В зале суда уже не мог прикинуться глухонемым, раз уж орал как ненормальный, когда его констебли пинками вышибали из храма. Поэтому решил разыгрывать простачка, чтобы никто не мог приписать его непонимание и косноязычие ничему, кроме врожденного слабоумия.

Кое-как Тюльпан понял, что на следующий день его будет судить некий Хидборо – судебный пристав и судья в одном лице, который занимался мелкими проступками.

– Который час? Восемь-девять утра?

В камере света не было, темно, хоть глаз выколи. Тюльпану не спалось, поэтому ему так хотелось угадать, который час. А не спалось ему потому, что в другом углу камеры кто-то непрестанно храпел, стонал и пускал газы, так что неудивительно, что в камере так смердело. Но это хоть позволило ему забыть о своем отчаянии. Ведь храп, хрип и прочее составили настоящий концерт, весьма оригинальный.

Тюльпан задумался, что ему может грозить, хотя всерьез заботило его как раз не это. Он ощущал себя совсем беспомощным в этом огромном, страшно чужом и таком грозном для него городе, где без денег, друзей и покровителей ему суждено было идти от разочарования к разочарованию, от неудачи к полной катастрофе.

Тут в камере появился отблеск света. Кто-то снаружи, с улицы поднимал железный ставень, на нижнем краю которого был глазок. Назвать это светом было бы преувеличением, просто тьма сменилась полутьмой, но теперь хоть можно было различить замызганные каменные стены, засохшие потеки на полу, и даже дохлую крысу, которая успела высохнуть, – ясно, что за атмосфера была в этом склепе.

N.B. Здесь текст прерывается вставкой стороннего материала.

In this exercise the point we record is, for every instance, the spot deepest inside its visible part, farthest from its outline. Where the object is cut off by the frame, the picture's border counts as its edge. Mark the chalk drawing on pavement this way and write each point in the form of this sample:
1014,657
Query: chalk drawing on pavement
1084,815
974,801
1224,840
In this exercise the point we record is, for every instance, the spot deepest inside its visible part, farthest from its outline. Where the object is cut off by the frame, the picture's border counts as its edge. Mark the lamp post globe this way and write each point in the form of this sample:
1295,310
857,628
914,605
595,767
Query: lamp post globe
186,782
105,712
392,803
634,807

Сзади в углу Тюльпан увидел какую-то громадную, странную, бесформенную кучу – ту самую, что всю ночь музицировала. По-видимому, это было человеческое существо, но слово "куча" подходило больше. Казалось, это была масса без головы, огромная шарообразная кукла из лохмотьев, все, что угодно – но если это в самом деле был человек, то очень мало с человеком схожий. И удивительнее всего, что все это было целиком облеплено грязью, теперь уже совсем засохшей, но именно это объясняло, откуда этот запах, напоминавший вонь застойных каналов Венеции. Короче говоря, жуткий смрад!

Тюльпан всегда был любопытен, даже в моменты, когда ему было вовсе не до смеха. Поэтому он встал и подошел взглянуть поближе.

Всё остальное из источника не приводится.